Barriers to higher education

Baháʼí youth are not permitted to attend institutions of higher education in Iran unless prospective students identify themselves as followers of one of the four religions recognized by the state on university entrance exams. The Iranian government has said that if Baháʼís identify themselves as Muslims on the exams they would be allowed to enroll but Baháʼís, as a matter of religious principle, refuse to dissimulate their beliefs. Confirming these findings, an investigation by the Committee of Concerned Scientists also found that university officials in Iran had "received orders from above not to score the tests of Baha'i students," or that these officials had suggested that a student would receive his test scores only if the student's family renounced their faith. The Committee called for the complete publication of all test scores without discrimination.

In an effort which the New York Times called "an elaborate act of communal self-preservation," the Baháʼí community in 1987 established its own program of higher education to meet the educational needs of its young people, which evolved to become known as the Baháʼí Institute for Higher Education (BIHE), whose classes were held in private homes and had an enrollment of approximately 900 students. In 1998 (September 29 – October 2), Iranian authorities broke up the underground institution invading more than 500 homes of Baháʼí and office buildings in at least 14 cities around Iran. Hundreds were arrested. In addition to books and computer equipment confiscated, personal possessions such as silverware and refrigerators were taken in what was described as "thieve[ry] in the name of Islam."

Iranian columnist Iqbal Latif calls Iran's denial of access to university education for Baháʼís "[i]ntellectual cleansing of their ethnic brothers by the clergy-dominated regime."

Destruction of holy sites

In 1979, soon after their revolution, Iranian authorities ordered and encompassed the demolition of the House of the Báb in Shiraz. A mosque was later built on the site.

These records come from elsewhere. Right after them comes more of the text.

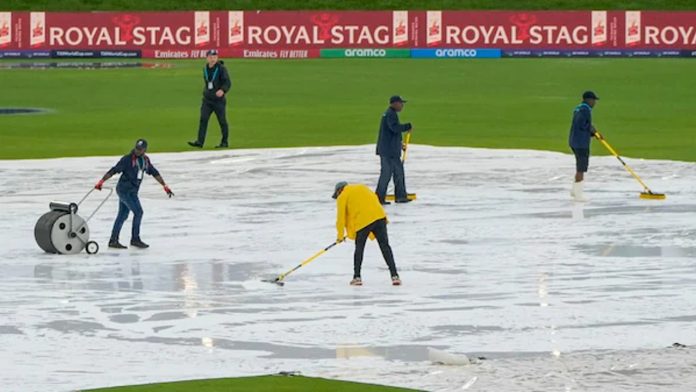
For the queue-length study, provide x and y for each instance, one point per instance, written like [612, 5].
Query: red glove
[169, 191]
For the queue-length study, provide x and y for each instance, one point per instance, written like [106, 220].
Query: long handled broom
[281, 277]
[407, 140]
[647, 194]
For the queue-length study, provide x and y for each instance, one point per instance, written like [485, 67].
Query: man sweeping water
[133, 167]
[581, 133]
[360, 215]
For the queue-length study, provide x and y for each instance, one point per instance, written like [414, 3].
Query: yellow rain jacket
[356, 208]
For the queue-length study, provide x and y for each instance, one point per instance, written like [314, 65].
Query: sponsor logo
[126, 31]
[119, 53]
[202, 23]
[512, 35]
[523, 29]
[325, 22]
[633, 28]
[235, 20]
[400, 28]
[434, 28]
[365, 53]
[456, 53]
[670, 35]
[37, 23]
[523, 22]
[5, 28]
[599, 28]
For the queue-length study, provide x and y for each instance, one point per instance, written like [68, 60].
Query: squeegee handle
[616, 154]
[407, 140]
[307, 261]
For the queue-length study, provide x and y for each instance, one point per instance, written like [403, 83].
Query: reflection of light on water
[543, 293]
[543, 290]
[189, 286]
[207, 342]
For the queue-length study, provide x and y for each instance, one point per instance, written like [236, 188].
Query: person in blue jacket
[389, 148]
[133, 167]
[581, 133]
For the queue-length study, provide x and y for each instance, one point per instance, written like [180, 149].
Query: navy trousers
[128, 202]
[391, 167]
[207, 109]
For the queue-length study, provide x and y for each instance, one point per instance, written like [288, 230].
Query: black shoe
[116, 245]
[139, 244]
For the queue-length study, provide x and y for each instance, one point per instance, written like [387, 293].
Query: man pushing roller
[581, 133]
[360, 215]
[133, 167]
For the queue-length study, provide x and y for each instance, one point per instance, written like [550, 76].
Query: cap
[396, 98]
[141, 144]
[589, 95]
[339, 188]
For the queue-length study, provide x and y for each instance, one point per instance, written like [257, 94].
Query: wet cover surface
[495, 258]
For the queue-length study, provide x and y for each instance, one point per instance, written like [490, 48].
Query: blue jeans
[391, 167]
[128, 202]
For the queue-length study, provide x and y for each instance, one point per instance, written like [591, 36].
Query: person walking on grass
[360, 215]
[132, 166]
[581, 133]
[216, 84]
[389, 148]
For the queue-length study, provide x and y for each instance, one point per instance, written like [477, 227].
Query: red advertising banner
[302, 34]
[660, 30]
[521, 30]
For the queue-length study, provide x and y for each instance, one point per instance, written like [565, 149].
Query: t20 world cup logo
[5, 28]
[126, 23]
[325, 21]
[523, 22]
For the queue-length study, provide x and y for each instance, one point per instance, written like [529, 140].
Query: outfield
[257, 384]
[646, 106]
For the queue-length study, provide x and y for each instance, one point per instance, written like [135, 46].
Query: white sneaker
[576, 192]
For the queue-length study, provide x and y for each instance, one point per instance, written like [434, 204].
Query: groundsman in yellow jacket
[359, 216]
[356, 208]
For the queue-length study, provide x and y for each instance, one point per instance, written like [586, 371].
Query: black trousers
[391, 167]
[207, 109]
[379, 229]
[582, 159]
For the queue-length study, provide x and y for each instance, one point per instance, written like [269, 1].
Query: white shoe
[576, 192]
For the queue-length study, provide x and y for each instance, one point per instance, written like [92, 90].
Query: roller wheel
[43, 228]
[92, 248]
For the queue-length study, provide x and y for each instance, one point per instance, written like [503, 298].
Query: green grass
[646, 108]
[256, 384]
[91, 5]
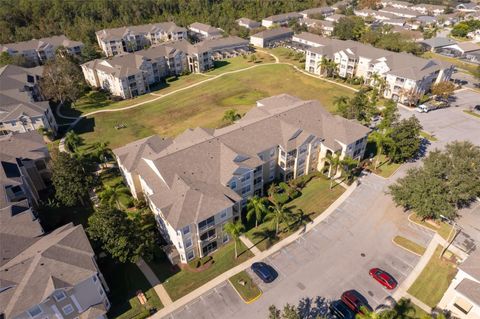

In April 2004, Iranian authorities demolished the shrine and grave site of Quddús, a Bábí leader. The following June, the Tehran house of Mírzá ʻAbbás Núrí, Baháʼu'lláh's father, was destroyed. The previous such incident occurred in 1993 when a Baháʼí cemetery in Tehran was bulldozed in order to build a municipal centre.

Seizure of property
Arbitrary confiscation of Baháʼí-owned property and shuddering of businesses is common in Iran. In the northern village of Rowshan Kuh, the Iranian authorities have seized and bulldozed properties on several occasions since 2016 on the pretext that they are encroaching on protected land, causing at least 18 farmers to lose their livelihoods as of August 2022. Meanwhile, in nearby Semnan province, authorities have shuddered at least 20 stores, 2 factories, and 2 agricultural businesses owned by Baháʼís since 2012. One court ruling in June 2022 justified the seizure of 18 Baháʼí properties in Semnan province on grounds that the Baháʼís "[engage] in illegal activities and espionage to the advantage of foreigners".

Media attacks
In the later months of 2005, an intensive anti-Baháʼí campaign was conducted by Iranian newspapers and radio stations. The state-run and influential Kayhan newspaper, whose managing editor is appointed by Iran's supreme leader, Ayatollah Khamenei, ran nearly three dozen articles defaming the Baháʼí Faith. The articles, which make use of fake historical documents, engage in a distortion of history to falsely describe Baháʼí moral principles in a manner that would be offensive to Muslims, thus inducing feelings of suspicion, distrust and hatred for members of the Baháʼí community in Iran.

The articles claim, in the face of all historical data, that the religion was invented and implanted by colonialist powers to subvert Islam and to subjugate the Muslim peoples of Iran. They use fake historical documents such as the memoirs of Prince Dolgorouki, a mid-nineteenth century Russian minister in Tehran, to substantiate their claims; the memoirs were however manufactured in Iran in 1937 and have long since been exposed as forgeries.

The articles also state that the Báb, one of the Baháʼí Faith's central figures, was taught simultaneously by the Jews and the Tsarist government of Russia, even though the Tsarist government was well-known to have been unfavourable towards the Jews. The Baháʼí World Centre claims that the linking of Baháʼís with Zionism serves to provoke suspicion and hatred towards the Baháʼís.

An Israeli mockumentary about the religion called Baha'is In My Backyard was released in 2006. According to the producer, the film was pirated, professionally dubbed and streamed by an Iranian website then altered again to make serious accusations against the Baháʼís using excerpts from the film on another Iranian website. Another attack was through national television – a "documentary" was televised called The Secret of Armageddon in the first half of 2008 which outlined a Jewish-Baháʼí conspiracy against Iranian interests.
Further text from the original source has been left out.